Experimental Scancode Integration

Starting from version 1.4.0 Solicitor can be integrated with the tool ScanCode to include detailed information gathered from the "deep license scan" performed by ScanCode. This includes detected Licenses, Copyrights and Notice-Files.

The current integration with ScanCode is experimental: The used ScanCode parameters, interfacing and curations logic and all parts of the data persistence are experimental and thus might result in insufficient quality of results. The current workflow and implementation is subject to change in future versions without further notice.

General workflow

The general workflow when integrating with ScanCode consists of the following 3 steps:

  1. Execute Solicitor in a "classic" way i.e. just based on the data provided via the Readers as described in Reading License Information with Readers. Besides the normal reports/documents generated this will also create scripts for downloading the needed OSS source codes and run Scancode.

  2. Download source codes and run ScanCode by executing the generated scripts. The downloaded sources and ScanCode results will be saved to a directory tree in the local filesystem.

  3. Execute Solicitor a second time. For all ApplicationComponents where ScanCode information is available (stored in the local directory tree) the license data as obtained from the Readers is replaced by this information. The data model is enriched with the found copyright and notice file information. Reports (see Reporting and Creating output documents) are now based on the ScanCode data (where available).

Prerequisites

Bash

The scripts generated by Solicitor to download sources and run ScanCode are in Bash syntax. So either run it on a system using natively Bash (linux) or install an appropriate environment (e.g. Git Bash) if you are using a windows environment.

ScanCode

Download and install ScanCode from https://github.com/nexB/scancode-toolkit/releases. Make sure that the executable is included in the search PATH for executables.

Activate feature

As the ScanCode integration is still experimental it is currently deactivated by default. To enable it set system property solicitor.feature-flag.scancode=true. (See Built in Default Properties for information how to do so.) If this feature flag is not activated then Solicitor will not try to attempt to read ScanCode information from the local file system.

Detailed workflow

Solicitor 1st run

Execute Solicitor in a classic way.

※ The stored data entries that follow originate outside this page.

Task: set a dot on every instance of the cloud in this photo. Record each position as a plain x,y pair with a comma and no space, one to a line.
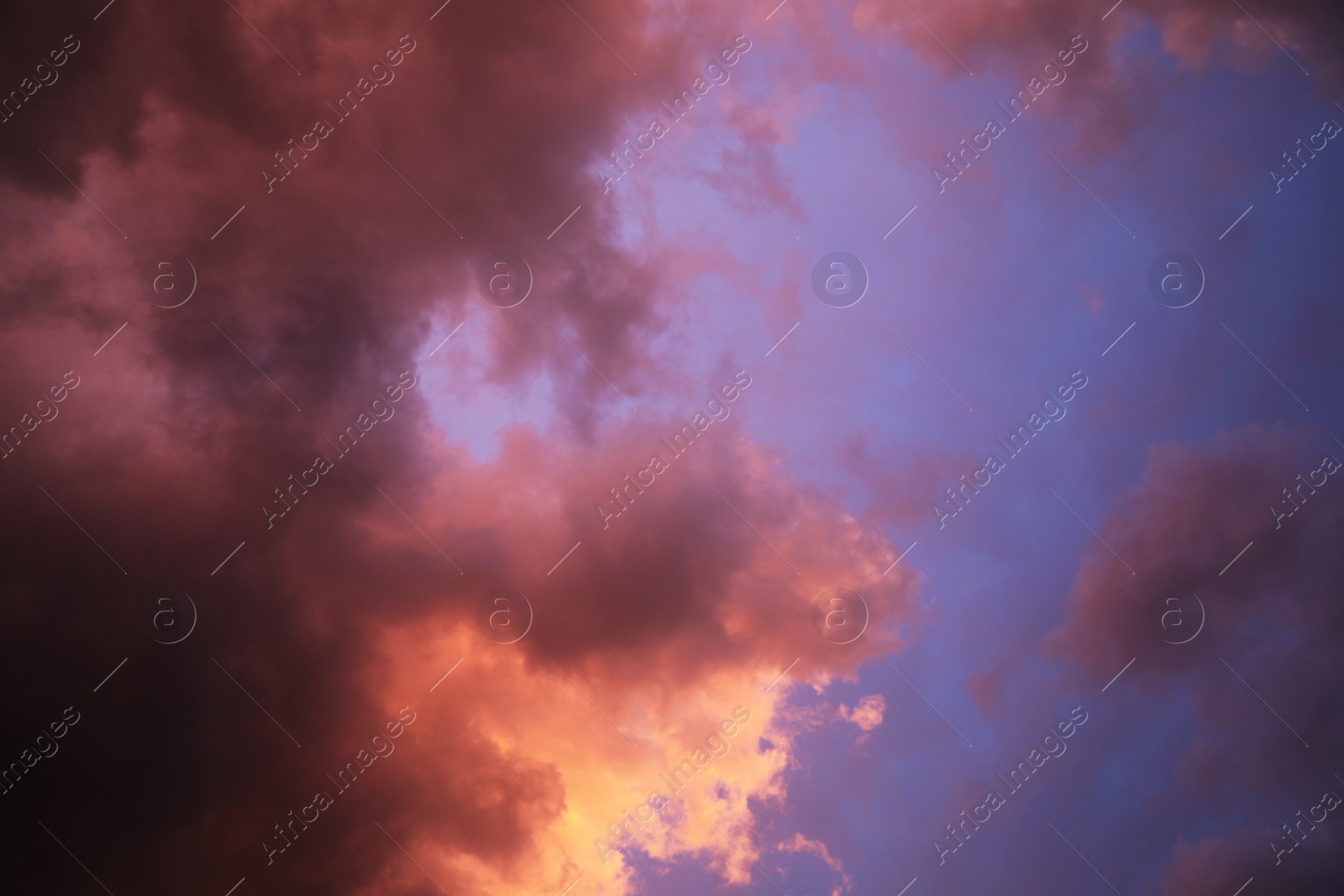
1261,679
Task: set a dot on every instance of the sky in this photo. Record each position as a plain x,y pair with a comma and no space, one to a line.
589,448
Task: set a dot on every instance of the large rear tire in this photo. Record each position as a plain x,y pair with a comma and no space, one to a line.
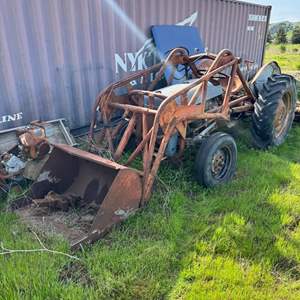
274,111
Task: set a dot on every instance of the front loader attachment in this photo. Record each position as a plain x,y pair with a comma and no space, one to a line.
81,195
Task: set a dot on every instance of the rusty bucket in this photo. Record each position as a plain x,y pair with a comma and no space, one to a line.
82,195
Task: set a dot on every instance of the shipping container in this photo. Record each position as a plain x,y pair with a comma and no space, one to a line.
55,56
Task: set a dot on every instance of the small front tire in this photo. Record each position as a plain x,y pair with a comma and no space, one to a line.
216,160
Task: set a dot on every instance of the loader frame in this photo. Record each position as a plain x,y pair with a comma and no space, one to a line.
147,122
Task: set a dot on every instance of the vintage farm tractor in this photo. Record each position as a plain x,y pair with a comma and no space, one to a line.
154,119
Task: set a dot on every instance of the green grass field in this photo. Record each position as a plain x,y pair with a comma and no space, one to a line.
238,241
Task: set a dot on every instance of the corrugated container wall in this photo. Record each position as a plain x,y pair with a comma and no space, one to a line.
55,56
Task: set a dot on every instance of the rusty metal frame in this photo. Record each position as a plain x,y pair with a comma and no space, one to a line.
170,115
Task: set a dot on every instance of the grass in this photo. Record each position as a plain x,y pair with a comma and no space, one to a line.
288,60
237,241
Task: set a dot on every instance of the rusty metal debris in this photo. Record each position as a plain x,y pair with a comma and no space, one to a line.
24,150
153,120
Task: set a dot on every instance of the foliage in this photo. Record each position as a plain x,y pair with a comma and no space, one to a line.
281,36
296,35
282,48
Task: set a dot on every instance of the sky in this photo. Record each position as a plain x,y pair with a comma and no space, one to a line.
282,10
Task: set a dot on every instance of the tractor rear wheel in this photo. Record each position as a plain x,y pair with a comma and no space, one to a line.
274,111
216,160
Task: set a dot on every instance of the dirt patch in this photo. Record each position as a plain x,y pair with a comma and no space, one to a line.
65,215
75,272
288,266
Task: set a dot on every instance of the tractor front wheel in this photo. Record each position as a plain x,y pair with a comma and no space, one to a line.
216,160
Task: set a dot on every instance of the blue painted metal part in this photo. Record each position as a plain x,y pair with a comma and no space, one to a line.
168,37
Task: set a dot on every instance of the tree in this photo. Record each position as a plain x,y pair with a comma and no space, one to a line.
296,35
281,36
269,37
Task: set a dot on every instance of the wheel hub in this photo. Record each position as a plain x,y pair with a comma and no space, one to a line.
282,114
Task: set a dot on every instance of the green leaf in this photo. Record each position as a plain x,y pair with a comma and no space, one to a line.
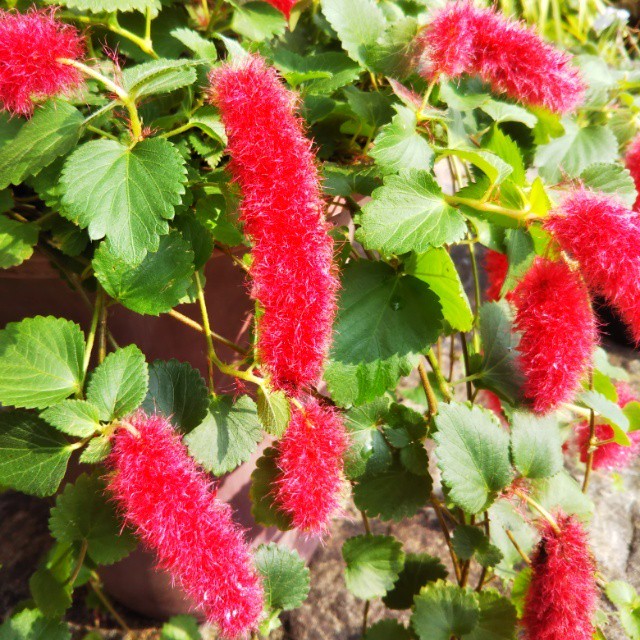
409,213
285,576
419,569
436,268
178,392
41,361
30,624
573,152
227,436
273,411
118,386
158,76
443,610
16,241
536,445
398,145
373,564
124,194
384,320
73,417
53,130
473,455
33,455
83,513
470,541
155,285
358,23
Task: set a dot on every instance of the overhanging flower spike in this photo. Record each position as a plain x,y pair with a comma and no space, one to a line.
30,46
169,502
283,212
513,59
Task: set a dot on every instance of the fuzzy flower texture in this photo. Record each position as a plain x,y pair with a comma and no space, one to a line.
283,213
168,501
463,39
562,596
30,46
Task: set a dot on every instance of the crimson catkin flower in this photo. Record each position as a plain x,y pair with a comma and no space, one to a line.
30,45
562,595
167,499
282,210
511,58
310,461
558,329
604,237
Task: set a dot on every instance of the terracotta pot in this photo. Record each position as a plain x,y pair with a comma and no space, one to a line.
35,288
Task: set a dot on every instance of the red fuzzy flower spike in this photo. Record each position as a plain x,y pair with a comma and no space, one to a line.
604,237
558,333
496,266
30,46
562,596
511,58
168,500
283,213
311,464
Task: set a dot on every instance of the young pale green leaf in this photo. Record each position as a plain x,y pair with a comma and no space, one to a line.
285,576
384,320
83,513
126,194
73,417
419,569
436,268
17,240
227,436
398,145
443,610
178,392
373,564
33,455
536,445
53,131
156,284
473,455
118,386
41,361
409,213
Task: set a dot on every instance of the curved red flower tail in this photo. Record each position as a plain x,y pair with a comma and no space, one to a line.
282,209
558,328
604,237
562,595
510,57
168,501
30,45
310,460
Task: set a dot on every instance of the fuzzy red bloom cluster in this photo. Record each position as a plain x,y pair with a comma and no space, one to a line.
609,456
30,46
604,237
496,266
168,500
558,329
511,58
283,213
562,595
310,461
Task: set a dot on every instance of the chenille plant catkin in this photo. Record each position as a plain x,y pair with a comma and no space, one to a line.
513,59
554,316
283,212
31,45
562,595
169,502
603,236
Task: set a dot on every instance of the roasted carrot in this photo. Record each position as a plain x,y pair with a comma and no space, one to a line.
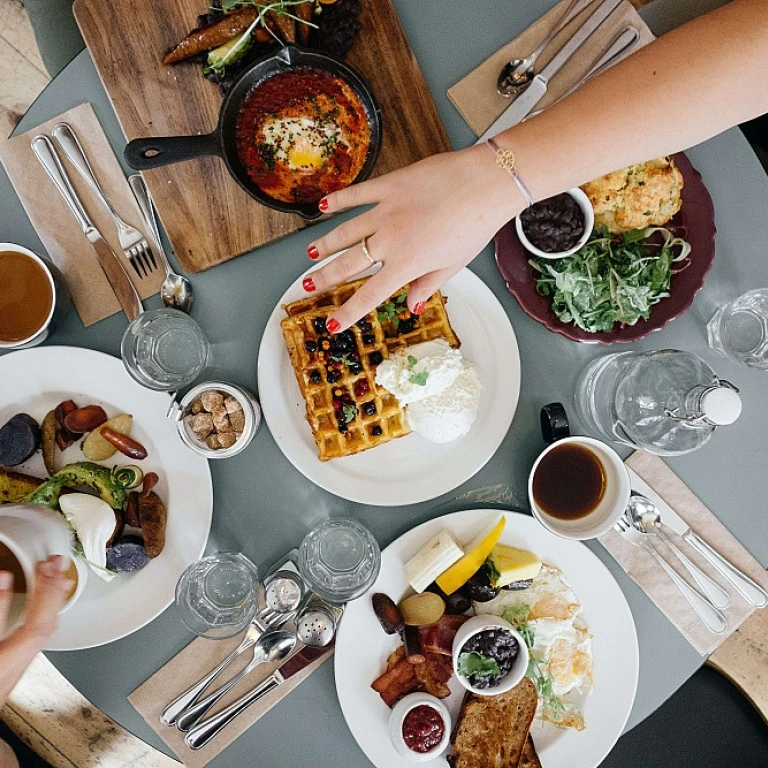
212,35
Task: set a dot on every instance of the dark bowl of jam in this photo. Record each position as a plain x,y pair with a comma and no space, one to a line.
420,727
558,226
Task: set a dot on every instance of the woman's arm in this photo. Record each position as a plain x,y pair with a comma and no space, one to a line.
43,605
434,217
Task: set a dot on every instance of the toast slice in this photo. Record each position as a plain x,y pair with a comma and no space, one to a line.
530,758
491,731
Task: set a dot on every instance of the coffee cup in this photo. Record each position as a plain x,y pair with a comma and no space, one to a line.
578,487
34,298
29,533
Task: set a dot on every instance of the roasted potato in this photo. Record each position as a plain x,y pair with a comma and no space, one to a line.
96,448
14,486
48,437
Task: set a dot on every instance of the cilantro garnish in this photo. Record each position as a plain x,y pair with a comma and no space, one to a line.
612,279
476,664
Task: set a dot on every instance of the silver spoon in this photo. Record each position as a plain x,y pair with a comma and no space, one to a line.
516,74
176,291
271,646
620,44
646,518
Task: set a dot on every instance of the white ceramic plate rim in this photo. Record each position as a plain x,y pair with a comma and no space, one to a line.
34,381
362,646
409,470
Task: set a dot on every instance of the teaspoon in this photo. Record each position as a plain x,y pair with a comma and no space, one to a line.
516,74
176,292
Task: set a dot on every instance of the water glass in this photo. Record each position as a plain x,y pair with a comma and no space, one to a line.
739,330
218,596
339,559
164,349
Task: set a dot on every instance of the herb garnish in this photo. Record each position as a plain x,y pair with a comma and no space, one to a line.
612,279
476,664
419,378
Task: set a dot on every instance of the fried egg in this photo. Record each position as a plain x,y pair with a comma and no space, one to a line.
562,644
301,143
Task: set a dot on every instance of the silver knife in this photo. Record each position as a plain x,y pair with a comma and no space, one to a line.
748,589
113,268
537,88
202,733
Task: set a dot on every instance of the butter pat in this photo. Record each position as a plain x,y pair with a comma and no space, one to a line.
509,564
432,559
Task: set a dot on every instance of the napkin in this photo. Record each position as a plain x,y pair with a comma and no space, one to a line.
476,96
61,235
193,663
647,574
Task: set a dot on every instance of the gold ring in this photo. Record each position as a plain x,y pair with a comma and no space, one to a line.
366,252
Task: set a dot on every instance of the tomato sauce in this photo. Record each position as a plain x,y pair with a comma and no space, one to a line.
302,134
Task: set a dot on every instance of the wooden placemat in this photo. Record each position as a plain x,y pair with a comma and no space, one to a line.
207,216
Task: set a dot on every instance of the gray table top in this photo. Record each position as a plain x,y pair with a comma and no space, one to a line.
263,507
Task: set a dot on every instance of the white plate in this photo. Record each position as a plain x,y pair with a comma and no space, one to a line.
35,381
411,469
362,646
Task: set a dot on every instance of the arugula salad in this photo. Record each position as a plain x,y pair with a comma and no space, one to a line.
613,278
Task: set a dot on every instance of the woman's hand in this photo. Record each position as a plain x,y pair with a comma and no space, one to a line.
40,620
430,220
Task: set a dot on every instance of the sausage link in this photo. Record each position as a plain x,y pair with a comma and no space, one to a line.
126,445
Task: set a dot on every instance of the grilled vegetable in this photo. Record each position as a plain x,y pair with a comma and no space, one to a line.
74,476
213,35
19,439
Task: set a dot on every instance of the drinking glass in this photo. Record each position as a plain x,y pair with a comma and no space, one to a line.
164,349
218,595
339,559
739,330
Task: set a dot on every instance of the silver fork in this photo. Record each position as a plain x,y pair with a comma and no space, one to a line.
711,616
264,620
135,246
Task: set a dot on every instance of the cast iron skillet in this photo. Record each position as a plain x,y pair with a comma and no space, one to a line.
143,154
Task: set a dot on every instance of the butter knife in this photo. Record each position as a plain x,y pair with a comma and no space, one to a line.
537,88
202,733
108,260
753,593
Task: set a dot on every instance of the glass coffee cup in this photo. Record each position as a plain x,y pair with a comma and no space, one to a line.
34,298
578,487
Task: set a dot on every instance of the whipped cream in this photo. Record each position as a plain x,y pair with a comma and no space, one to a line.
451,413
421,371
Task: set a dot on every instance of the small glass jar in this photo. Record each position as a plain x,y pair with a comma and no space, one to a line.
181,414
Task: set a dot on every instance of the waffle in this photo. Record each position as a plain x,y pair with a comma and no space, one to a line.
351,359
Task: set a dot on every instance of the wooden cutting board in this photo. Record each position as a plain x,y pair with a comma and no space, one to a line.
206,215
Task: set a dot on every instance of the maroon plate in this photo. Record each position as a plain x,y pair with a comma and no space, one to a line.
697,220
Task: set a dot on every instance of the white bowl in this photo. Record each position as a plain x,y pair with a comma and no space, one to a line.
396,718
589,223
477,624
611,506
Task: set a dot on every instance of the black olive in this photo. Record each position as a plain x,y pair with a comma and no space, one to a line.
479,587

As part of the report creation step this will generate two scripts:

  • output/scancode_PROJECTNAME.sh (for downloading the sources, also calls scancodeScan.sh)

  • output/scancodeScan.sh (for running ScanCode on the downloaded sources)

Scripts will include all ApplicationComponents with exception of those where normalizedLicenseType was set to COMMERCIAL.

Download Sources and run Scancode

Change to directory output and execute sh scancode_PROJECTNAME.sh. This will download all sources and process them via ScanCode. This might take several hours to complete. Results are stored in subdirectory Source of the directory output and is organized in a tree structure given by the PackageURL of the ApplicationComponents.

Origin file

The Scancode integration scripts try to download ApplicationComponent sources from default URLs derived from the PackageUrl (e.g. Maven Central). In cases where the sources are not available at these locations, the download will fail (and the subsequent source scan will be skipped). In this case it is possible to manually download the sources from some other location and store it in the directory structure. Restarting the Scancode integration script might then perform the source scan.

To be able to document the (non default) origin of the ApplicationComponent sources a file origin.yaml is created in the components directory in the file system. If the failed source download has been performed manually it is possible to edit this file and correct the data given in this file.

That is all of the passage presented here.